There are also different types of log files - access, referrer, error,
and agent are the primary ones.
Analyzing the access log will give you information about who visited
your site, which pages they visited, and how long they stayed on the
site. This is useful information in determining whether or not your site
is working as you intend.
The record below shows the visitor's IP number or hostname, date and
time of the request, the command received from the client, the status
code returned, the size of the document transferred, and the browser and
operating system the visitor was using.
nas-112-52.slc.navinet.net - - [29/Jan/2000:17:17:12 -0500] "GET
page.html HTTP/1.1" 200 23443
"http://www.mydomain.com/page.html" "Mozilla/4.0 (compatible;
MSIE 5.01; Windows 98)"
The referrer log contains referral information - the source that
referred the visitor to your site. If the referrer was a search
engine, you will also find the keywords that were entered to find your
site - very useful information. Here are some example records. The
record below shows that the visitor followed a link from somedomain.com
to the index page of the site.
http://www.somedomain.com/page.htm
This record shows that the visitor came to my site from a search engine
link. Notice the keyword data is included in the record.

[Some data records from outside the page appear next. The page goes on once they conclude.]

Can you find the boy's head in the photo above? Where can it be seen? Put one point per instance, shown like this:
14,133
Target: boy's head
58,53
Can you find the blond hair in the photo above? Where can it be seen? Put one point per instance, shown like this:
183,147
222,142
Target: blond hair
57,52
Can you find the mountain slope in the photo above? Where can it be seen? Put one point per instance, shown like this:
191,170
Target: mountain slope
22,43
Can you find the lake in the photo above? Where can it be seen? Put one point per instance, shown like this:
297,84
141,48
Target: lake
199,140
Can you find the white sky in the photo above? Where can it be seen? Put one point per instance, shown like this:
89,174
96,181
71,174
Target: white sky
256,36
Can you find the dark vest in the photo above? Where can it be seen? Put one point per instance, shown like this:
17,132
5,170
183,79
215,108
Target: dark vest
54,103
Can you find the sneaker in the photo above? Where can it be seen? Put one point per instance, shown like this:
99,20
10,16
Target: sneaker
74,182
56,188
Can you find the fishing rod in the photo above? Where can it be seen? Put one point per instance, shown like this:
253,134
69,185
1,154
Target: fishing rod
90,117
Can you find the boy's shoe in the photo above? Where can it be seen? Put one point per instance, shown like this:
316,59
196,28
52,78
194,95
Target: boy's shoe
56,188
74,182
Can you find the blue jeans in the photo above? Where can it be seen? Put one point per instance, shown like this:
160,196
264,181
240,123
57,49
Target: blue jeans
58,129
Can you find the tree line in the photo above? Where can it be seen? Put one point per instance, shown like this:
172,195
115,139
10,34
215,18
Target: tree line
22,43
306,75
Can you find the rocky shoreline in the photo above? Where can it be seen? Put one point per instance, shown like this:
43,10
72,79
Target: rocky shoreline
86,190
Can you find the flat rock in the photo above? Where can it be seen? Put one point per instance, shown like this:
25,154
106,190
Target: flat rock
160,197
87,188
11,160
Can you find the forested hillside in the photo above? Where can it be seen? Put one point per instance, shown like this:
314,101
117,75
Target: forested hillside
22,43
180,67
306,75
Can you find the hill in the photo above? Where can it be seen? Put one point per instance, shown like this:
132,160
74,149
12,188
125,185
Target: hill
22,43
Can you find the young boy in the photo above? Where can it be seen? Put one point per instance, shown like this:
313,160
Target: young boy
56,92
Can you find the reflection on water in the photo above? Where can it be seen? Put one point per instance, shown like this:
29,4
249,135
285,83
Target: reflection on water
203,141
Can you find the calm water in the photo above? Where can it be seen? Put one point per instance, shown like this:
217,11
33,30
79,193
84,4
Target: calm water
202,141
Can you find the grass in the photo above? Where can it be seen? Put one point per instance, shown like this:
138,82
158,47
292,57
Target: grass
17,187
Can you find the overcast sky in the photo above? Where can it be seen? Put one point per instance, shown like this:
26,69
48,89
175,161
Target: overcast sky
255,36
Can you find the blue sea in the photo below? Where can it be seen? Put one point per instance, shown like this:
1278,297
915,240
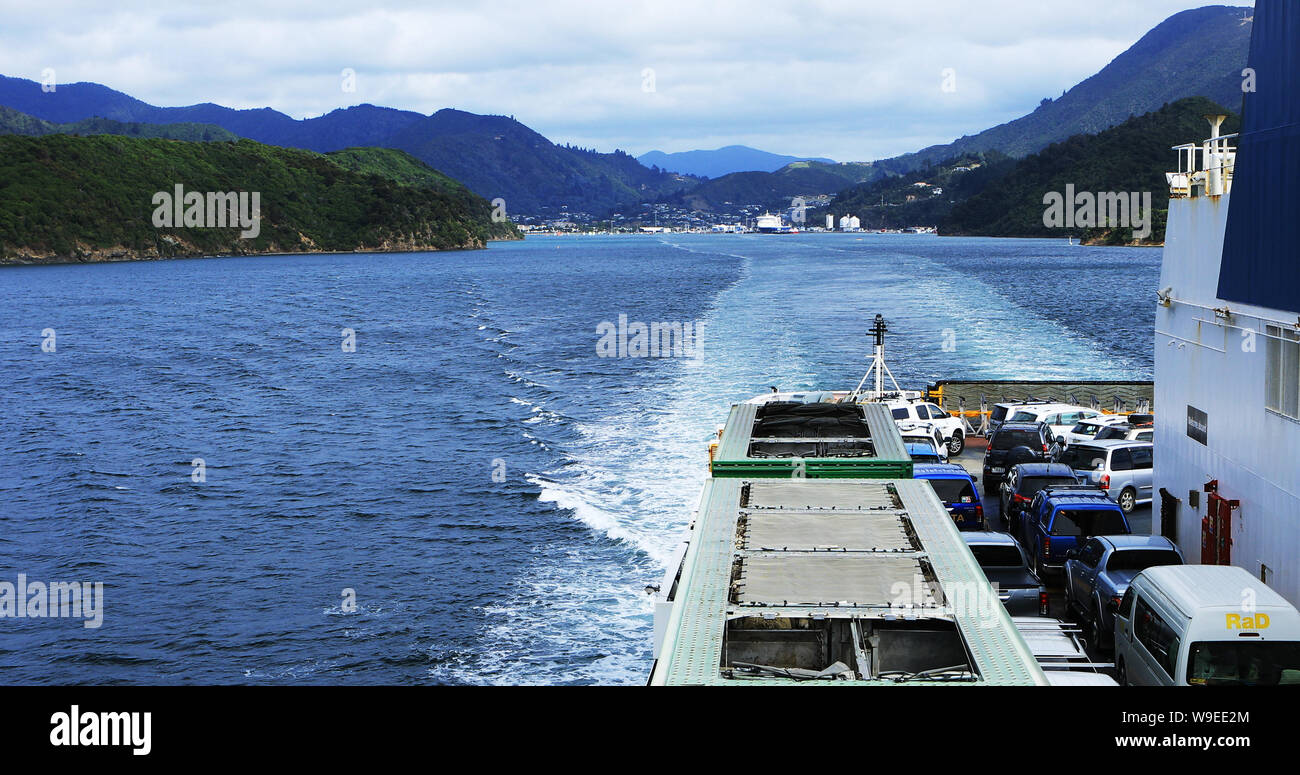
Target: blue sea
472,496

http://search.yahoo.com/bin/search?p=design+tips
The Agent log provides information on which browser and operating system
was used to access your site. Such as:
Mozilla/4.0 (compatible;MSIE 5.01; Windows 98)
The error log obviously provides a record of errors generated by the
server and sent back to the client. The record below shows the type of
server, date and time of the error, client identification, explanation
of the error code generated by the server, and the path to the file that
caused the error.
apache: [Sun Jan 30 10:09:57 2000][error] [client 195.238.2.162]
File does not exist:/u/web/mydomain/favicon.ico
As you can see, log files contain a wealth of information about how your
visitors are using your site.
Web traffic statistics provide very valuable information about your web
site. You can make better marketing decisions through them telling you:
Which Web pages are most popular and which are least used.
Who is visiting your Web site.
Which Web browsers to optimize your Web pages for.
Which Web search engines are most useful to you, and which are the least
useful.
Where errors or bad links may be occurring in your Web pages.